Henri IV prévoit également la création d’une pompe élévatrice des eaux de la Seine pour alimenter de nouvelles fontaines. Elle prend le nom de Samaritaine en référence aux évangiles où une pécheresse de Samarie abreuve le Christ. C’est bien plus tard que la pompe donnera son nom au magasin implanté à proximité. Mise en service en 1608, elle permet d’alimenter le Louvre, les Tuileries et quelques fontaines. Une seconde pompe sur les arches du pont Notre-Dame est mise en service en 1673. Si la production d’un volume important apporte un temps une solution appréciable, le dysfonctionnement des pompes au fil du temps, lié aux gènes apportées à la navigation, conduit à leur démantèlement successif en 1813 et 1853.
Comment l’eau est-elle acheminée dans les appartements ?
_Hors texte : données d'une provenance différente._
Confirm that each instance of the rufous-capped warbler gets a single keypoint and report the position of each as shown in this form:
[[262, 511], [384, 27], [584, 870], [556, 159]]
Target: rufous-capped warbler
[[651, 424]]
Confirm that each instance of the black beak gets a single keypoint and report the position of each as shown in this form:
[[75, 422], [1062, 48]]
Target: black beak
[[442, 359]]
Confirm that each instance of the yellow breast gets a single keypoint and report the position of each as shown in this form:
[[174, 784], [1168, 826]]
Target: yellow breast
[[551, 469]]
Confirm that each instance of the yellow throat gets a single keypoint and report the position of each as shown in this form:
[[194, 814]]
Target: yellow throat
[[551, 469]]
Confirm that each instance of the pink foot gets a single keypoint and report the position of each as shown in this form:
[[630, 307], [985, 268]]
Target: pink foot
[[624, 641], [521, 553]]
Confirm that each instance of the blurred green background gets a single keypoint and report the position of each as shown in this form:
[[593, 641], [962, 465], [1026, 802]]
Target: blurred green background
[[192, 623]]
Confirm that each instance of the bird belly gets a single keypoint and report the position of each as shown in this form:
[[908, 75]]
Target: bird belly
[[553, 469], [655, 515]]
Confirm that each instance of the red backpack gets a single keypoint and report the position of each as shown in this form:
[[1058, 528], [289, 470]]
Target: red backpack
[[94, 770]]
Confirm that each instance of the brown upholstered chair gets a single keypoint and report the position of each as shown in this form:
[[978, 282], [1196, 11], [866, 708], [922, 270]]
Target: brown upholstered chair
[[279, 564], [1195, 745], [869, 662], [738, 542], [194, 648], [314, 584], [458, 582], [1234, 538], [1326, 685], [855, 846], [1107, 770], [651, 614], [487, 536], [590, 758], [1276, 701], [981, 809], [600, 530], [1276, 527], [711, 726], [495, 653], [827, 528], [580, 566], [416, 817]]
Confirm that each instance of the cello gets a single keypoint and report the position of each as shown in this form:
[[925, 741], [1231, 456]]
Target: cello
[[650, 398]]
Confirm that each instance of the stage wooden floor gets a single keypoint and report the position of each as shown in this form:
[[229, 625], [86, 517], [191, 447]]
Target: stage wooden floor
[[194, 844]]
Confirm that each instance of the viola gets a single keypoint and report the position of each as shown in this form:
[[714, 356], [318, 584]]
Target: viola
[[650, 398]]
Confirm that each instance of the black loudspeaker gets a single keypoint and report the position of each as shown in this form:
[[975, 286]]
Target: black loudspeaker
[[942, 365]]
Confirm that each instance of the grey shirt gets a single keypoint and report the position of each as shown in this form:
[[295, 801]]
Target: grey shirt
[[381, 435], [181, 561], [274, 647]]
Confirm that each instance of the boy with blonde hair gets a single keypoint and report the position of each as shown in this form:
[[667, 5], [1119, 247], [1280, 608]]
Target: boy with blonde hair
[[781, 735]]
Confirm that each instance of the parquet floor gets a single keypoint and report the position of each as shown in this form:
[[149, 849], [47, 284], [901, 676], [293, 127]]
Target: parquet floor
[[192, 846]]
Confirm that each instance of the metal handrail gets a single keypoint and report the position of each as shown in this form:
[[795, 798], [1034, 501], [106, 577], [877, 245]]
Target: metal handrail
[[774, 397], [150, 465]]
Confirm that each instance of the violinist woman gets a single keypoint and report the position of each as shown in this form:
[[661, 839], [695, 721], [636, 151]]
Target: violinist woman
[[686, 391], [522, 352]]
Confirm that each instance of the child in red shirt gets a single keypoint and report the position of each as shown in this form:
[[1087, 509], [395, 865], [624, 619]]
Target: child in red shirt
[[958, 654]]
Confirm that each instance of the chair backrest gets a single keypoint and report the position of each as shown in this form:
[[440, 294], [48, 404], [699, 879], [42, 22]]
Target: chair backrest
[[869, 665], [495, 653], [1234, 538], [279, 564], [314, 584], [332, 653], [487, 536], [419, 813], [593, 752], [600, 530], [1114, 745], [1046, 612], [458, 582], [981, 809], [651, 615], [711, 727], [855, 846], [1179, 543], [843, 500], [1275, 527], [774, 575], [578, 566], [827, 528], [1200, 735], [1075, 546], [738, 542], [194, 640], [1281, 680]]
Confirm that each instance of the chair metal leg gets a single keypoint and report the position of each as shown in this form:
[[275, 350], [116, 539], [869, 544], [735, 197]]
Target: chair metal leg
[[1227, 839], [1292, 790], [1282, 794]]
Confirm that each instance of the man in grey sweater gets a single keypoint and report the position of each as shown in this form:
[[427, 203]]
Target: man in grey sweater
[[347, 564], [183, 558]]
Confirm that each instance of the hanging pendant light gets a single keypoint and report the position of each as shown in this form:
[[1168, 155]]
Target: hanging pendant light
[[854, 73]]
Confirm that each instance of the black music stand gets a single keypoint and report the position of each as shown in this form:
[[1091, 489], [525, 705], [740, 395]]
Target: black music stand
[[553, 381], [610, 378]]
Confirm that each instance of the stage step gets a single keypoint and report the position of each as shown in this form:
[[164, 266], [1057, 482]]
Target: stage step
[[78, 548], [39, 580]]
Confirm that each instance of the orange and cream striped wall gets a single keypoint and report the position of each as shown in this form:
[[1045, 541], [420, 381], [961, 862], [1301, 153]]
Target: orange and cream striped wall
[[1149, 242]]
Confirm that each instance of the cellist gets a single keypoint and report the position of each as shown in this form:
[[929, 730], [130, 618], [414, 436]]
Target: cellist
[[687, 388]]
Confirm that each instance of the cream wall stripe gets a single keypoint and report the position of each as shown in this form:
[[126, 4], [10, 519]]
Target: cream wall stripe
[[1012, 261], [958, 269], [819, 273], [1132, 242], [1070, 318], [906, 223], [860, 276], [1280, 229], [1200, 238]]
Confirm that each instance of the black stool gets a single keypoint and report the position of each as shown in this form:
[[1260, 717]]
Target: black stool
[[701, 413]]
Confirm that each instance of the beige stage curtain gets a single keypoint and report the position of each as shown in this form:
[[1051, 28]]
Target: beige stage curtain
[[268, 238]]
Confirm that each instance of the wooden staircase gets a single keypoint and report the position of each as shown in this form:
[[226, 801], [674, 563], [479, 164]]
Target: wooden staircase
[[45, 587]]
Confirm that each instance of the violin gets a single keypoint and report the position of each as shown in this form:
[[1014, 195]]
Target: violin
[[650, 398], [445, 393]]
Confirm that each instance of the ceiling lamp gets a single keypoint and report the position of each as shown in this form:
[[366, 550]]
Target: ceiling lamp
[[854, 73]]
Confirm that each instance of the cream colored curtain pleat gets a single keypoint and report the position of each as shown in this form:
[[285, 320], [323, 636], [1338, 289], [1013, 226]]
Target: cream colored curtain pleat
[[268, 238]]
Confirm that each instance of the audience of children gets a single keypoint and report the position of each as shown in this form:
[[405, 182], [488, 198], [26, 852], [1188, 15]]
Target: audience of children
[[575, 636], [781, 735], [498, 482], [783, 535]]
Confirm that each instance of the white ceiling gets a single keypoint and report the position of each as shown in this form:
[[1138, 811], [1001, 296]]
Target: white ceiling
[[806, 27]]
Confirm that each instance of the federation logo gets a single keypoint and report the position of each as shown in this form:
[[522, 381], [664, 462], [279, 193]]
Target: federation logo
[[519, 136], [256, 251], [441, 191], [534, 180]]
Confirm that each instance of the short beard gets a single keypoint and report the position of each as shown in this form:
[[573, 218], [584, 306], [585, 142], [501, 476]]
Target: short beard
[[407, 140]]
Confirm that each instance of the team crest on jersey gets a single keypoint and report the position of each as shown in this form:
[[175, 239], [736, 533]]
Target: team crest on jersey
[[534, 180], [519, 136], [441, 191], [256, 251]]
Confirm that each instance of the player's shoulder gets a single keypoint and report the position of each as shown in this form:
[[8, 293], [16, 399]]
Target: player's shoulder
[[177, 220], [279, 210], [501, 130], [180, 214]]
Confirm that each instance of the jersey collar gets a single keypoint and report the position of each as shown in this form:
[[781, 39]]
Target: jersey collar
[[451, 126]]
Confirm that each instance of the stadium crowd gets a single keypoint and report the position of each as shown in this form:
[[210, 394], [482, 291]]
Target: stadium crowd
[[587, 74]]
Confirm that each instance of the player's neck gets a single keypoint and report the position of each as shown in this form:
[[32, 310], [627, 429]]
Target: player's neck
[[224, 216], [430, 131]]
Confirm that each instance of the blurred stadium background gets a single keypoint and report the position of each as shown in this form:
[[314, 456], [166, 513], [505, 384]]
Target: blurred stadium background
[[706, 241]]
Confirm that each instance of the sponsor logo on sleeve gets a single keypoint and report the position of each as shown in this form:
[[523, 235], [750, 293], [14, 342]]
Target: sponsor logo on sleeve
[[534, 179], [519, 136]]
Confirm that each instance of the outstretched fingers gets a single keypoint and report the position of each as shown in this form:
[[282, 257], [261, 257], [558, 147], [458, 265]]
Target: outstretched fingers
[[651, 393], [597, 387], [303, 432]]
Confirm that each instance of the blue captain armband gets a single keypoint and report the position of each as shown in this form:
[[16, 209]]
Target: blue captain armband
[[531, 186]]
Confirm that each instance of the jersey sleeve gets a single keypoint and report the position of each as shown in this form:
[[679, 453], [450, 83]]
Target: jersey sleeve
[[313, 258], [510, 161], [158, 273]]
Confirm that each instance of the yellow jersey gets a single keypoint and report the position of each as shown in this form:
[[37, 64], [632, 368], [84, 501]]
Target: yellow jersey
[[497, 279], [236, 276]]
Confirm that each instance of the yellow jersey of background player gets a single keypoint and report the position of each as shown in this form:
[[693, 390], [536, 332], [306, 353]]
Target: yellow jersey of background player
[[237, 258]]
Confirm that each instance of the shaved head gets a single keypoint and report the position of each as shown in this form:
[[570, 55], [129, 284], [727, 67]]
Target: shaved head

À la veille de la Révolution, l’alimentation en eau à Paris reste toujours insuffisante. Les frères Périer ont alors l’idée de constituer en 1778 une Compagnie des eaux destinée à alimenter des abonnés fortunés. À cette fin, ils construisent en 1782 une pompe à feu au bas de la colline de Chaillot, bientôt suivie d’une seconde pompe dans le quartier du Gros Caillou. Le volume produit est impressionnant, et permet d’alimenter des fontaines publiques et privées. Mais cette concession pose la question de la privatisation de l’eau, qui cesse d’être un bien public. Faux problème en réalité puisque les Parisiens, en raison de la raréfaction, ont l’habitude de payer pour avoir accès à la ressource. La compagnie, faute d’abonnés suffisants, fait faillite et ses activités sont rachetées par la ville de Paris en 1786.
De très nombreux Parisiens doivent continuer à se contenter des porteurs qui sillonnent les rues avec leur chargement. L’eau y coûte plus cher qu’à la fontaine, mais elle est livrée à domicile. L’homme transporte généralement deux seaux maintenus par une bretelle passée derrière ses épaules. Ce commerce vieux de plusieurs siècles est l’objet de heurts et de querelles fréquents. Les porteurs s’estiment prioritaires dans la collecte aux fontaines alors qu’ils font payer l’eau plus cher qu’elle ne coûte. Ils n’hésitent pas non plus à s’en prendre aux domestiques envoyés par leur maîtres s’approvisionner aux fontaines, afin qu’ils aient recours à leurs services. À partir du xixe siècle, les pouvoirs publics commencent à réglementer la profession. L’arrivée progressive de l’eau courante fera disparaître les porteurs devenus inutile et certains, reconvertis, deviendront marchands de vin ou de charbon.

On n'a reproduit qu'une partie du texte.